Um could you spell out those abbreviations? I dont understand hahaha. I know the store had the stock for quite a while before I bought them. It's a really nice store and the staff really does know a lot more than other stores ive checked out. lets just say they wouldnt sell a bad fish if they knew it was unhealthy.
I aclimate them by opening the bag and letting it float in the water, adding a cup of tank water every 10 minutes for an hour.
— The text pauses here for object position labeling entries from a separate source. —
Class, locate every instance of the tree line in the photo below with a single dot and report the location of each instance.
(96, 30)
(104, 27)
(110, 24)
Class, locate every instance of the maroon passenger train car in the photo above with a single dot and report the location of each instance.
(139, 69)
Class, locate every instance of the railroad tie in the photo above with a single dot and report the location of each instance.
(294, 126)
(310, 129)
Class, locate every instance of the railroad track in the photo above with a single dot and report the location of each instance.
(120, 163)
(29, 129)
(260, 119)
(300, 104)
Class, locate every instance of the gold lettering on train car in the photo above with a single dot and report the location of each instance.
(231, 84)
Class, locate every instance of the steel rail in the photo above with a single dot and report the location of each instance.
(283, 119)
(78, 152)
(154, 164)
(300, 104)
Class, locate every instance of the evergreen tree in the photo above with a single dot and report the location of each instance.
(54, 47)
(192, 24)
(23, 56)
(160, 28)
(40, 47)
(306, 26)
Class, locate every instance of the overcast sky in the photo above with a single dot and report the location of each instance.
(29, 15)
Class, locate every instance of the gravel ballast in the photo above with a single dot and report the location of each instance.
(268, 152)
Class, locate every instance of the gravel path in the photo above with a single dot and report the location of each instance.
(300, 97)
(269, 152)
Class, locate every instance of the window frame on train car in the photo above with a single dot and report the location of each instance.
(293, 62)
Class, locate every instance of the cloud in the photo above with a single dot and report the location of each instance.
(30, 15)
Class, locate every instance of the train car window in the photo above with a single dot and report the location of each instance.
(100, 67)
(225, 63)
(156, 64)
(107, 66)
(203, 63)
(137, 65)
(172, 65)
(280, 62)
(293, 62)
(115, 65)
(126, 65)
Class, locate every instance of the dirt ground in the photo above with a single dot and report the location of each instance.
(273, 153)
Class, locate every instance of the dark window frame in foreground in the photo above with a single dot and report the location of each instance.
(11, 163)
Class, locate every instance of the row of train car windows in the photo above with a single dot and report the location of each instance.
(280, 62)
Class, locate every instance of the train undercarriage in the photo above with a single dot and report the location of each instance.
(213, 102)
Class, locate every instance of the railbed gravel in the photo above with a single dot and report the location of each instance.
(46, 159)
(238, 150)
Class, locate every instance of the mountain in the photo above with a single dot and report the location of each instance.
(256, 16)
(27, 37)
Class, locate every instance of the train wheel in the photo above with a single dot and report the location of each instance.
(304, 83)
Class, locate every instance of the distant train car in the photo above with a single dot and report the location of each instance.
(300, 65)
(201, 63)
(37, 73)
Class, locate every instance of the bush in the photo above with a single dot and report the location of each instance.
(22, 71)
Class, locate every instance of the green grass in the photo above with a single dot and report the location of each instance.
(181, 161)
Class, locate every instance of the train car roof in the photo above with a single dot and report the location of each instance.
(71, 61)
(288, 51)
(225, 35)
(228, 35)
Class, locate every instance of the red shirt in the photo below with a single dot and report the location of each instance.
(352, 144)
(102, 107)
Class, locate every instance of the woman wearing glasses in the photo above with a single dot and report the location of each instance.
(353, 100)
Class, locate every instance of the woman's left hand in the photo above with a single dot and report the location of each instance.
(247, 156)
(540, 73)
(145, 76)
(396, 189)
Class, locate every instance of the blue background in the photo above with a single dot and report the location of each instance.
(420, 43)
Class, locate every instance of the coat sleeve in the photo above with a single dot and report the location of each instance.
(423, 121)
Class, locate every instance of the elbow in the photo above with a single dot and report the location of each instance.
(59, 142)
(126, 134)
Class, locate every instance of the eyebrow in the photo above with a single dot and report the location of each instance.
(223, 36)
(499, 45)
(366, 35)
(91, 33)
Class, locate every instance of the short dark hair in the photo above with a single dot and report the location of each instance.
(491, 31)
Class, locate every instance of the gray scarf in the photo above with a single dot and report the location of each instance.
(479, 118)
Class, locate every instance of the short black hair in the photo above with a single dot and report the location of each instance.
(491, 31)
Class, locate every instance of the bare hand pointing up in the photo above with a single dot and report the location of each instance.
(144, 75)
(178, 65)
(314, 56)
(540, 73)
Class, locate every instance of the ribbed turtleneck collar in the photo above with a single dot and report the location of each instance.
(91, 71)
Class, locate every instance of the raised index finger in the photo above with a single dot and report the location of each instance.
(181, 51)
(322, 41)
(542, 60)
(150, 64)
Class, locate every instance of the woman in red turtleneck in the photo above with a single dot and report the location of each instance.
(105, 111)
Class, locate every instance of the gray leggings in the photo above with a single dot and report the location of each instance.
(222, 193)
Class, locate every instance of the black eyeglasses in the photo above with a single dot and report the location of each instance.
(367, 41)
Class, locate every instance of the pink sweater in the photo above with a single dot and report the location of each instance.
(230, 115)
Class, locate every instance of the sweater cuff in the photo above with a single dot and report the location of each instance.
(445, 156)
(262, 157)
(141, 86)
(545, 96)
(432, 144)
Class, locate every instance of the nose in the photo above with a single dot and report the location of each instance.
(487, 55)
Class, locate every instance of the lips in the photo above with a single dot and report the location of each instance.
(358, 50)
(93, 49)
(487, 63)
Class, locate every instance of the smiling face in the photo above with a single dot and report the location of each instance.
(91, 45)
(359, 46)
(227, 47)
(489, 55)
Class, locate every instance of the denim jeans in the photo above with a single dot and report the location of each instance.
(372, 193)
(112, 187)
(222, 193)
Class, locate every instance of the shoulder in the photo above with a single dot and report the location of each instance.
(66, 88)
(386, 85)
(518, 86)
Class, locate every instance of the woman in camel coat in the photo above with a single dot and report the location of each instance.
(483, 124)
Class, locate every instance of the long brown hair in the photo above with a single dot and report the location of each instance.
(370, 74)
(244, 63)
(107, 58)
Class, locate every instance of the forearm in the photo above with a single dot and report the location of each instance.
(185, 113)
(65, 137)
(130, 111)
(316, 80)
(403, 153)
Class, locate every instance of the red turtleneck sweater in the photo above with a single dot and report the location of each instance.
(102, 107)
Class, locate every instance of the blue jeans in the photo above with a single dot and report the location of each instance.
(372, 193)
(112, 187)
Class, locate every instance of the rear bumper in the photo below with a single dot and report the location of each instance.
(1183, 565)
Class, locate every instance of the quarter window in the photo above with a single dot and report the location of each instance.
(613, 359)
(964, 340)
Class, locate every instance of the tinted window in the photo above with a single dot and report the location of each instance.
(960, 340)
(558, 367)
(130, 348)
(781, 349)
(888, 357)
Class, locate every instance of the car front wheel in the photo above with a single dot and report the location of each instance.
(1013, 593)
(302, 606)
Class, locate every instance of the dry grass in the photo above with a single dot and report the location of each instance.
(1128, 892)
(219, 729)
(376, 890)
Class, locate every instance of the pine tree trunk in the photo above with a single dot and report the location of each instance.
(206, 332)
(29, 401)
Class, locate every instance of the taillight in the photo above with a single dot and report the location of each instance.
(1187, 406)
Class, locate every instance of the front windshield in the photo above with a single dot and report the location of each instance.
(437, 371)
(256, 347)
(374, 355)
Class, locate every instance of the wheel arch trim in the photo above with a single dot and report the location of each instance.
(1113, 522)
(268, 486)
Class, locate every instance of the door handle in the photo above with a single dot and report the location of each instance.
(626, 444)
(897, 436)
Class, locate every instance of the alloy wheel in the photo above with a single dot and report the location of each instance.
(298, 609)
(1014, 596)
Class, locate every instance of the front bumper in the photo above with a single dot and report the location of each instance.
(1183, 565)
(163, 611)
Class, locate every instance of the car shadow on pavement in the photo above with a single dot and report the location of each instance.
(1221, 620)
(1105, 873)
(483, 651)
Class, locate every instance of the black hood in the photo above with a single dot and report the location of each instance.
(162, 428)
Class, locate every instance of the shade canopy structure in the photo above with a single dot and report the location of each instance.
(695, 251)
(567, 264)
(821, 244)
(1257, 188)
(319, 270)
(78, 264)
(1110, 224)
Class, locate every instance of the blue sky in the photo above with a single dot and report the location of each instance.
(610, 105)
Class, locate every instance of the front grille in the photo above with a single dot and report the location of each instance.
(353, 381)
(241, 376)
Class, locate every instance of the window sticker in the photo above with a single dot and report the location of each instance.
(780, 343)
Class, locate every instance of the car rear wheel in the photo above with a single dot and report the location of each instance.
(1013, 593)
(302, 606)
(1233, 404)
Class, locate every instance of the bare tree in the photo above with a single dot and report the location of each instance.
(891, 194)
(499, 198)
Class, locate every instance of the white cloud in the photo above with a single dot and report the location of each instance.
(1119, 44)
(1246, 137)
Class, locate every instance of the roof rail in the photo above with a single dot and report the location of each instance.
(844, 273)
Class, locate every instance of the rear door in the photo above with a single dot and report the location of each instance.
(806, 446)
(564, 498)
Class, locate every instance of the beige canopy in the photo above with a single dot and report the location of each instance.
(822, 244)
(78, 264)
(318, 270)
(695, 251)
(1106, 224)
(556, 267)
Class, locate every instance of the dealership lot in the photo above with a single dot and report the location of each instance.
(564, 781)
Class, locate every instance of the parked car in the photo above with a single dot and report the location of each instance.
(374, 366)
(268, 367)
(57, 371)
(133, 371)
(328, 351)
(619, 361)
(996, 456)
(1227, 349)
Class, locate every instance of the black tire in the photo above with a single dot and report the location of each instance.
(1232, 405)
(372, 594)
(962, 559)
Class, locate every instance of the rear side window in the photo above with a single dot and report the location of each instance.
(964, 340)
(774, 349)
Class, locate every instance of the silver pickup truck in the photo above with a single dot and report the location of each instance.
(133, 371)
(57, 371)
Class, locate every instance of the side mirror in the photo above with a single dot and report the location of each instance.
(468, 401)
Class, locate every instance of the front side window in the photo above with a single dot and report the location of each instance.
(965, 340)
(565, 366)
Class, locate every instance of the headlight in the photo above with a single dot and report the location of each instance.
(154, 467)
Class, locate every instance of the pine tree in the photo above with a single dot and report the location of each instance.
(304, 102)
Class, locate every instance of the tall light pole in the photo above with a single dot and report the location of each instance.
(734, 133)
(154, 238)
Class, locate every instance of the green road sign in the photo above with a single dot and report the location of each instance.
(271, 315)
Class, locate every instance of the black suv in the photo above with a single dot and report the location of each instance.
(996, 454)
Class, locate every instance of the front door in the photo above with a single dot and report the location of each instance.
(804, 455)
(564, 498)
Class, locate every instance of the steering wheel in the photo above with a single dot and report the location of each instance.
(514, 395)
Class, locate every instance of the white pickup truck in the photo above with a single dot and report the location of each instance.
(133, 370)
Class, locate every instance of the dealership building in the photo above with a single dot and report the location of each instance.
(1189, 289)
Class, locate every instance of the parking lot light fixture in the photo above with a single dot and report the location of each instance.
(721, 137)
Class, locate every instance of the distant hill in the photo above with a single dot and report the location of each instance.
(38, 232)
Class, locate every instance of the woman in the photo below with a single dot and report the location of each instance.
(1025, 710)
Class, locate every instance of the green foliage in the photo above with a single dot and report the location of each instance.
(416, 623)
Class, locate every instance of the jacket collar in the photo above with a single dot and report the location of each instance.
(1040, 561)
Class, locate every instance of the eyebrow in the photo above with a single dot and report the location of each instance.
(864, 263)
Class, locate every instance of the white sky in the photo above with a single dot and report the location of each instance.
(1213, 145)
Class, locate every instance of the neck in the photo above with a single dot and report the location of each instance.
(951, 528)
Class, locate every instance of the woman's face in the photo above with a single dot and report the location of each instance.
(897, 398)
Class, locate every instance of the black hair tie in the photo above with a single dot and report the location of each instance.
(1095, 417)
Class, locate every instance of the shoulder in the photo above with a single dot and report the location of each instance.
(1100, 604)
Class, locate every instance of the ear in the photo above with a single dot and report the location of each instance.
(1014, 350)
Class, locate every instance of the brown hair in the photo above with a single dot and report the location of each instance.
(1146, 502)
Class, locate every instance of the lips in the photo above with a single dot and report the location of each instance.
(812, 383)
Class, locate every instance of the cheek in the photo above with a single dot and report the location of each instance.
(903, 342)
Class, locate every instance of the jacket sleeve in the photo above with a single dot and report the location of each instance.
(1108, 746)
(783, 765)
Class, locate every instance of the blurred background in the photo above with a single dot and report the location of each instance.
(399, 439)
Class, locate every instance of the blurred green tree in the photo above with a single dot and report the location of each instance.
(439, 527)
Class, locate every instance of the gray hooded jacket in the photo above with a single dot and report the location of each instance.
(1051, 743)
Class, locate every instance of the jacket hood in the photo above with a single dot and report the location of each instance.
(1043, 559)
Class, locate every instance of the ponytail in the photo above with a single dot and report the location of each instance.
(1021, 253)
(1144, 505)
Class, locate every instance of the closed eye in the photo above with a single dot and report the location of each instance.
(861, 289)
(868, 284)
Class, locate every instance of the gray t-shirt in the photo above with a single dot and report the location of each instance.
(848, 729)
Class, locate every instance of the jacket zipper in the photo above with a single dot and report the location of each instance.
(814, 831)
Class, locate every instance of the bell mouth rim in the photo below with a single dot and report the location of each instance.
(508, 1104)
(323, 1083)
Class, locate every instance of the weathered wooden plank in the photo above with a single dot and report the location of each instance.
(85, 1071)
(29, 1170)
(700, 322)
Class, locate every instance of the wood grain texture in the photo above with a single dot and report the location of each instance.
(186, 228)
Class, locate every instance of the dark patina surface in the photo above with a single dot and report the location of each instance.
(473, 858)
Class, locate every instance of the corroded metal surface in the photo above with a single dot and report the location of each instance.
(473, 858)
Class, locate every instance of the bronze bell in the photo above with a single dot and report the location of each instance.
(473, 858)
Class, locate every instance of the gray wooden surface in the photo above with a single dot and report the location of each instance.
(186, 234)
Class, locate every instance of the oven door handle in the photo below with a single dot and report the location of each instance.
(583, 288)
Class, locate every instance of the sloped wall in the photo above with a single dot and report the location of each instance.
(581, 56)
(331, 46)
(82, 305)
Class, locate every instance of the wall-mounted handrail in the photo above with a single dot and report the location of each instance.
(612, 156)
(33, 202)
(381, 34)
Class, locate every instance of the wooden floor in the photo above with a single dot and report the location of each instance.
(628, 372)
Then I put them in the tank with a net and dispose of the water because its full of pee and stuff.
I don't test the water myself... the equipment is a little too expensive... but I get it tested at the store every 2 weeks and the only problems they find are nitrates which I fix with a water change.


----------



## kitten_penang (Mar 26, 2008)

TFK tropical fish forum, QT quality test, LFS local fish store


----------



## bearwithfish (Sep 29, 2009)

QT - Quarantine tank (should be used to house new fish for 3-4 weeks before the are introduced to the main tank to keep infection or disease out of it
LFS - Local Fish Store
TFK - Tropical Fish Keeping
DT - Display Tank

i am not saying anything bad about any store (particularly one i have not been to) but at the end of the day every store is a business and they have a bottom line to worrie about...

at any rate for salt water it is recomended that one use the drip method as it ensures that the live stock are fully acclimated to the new tank... 
take a section of air line tubing long enough to reach a container located lower than the top of your tank (i use a bucket on the floor with a small tank set on top but thats just me)
cut the line in half and insert an adjustable air valve (the twist kind to restrict flow)
put new creature (still in there bag) in the empty vessel with bag open
place end of tube in main tank
start a siphon through air tube and adjust flow to about 1-2 drops per-second
place place the now dripping end into the bag with your new friend
and wait until water volume doubles
dump out half to three quarters of new volume into the vessel and continue to drip into the bag
repeat the doubling and dumping three times
then (this is where you must be careful) if the creature can tolerate air for a moment transfer to tank if not then place bag below water surface and release creature to place in the tank...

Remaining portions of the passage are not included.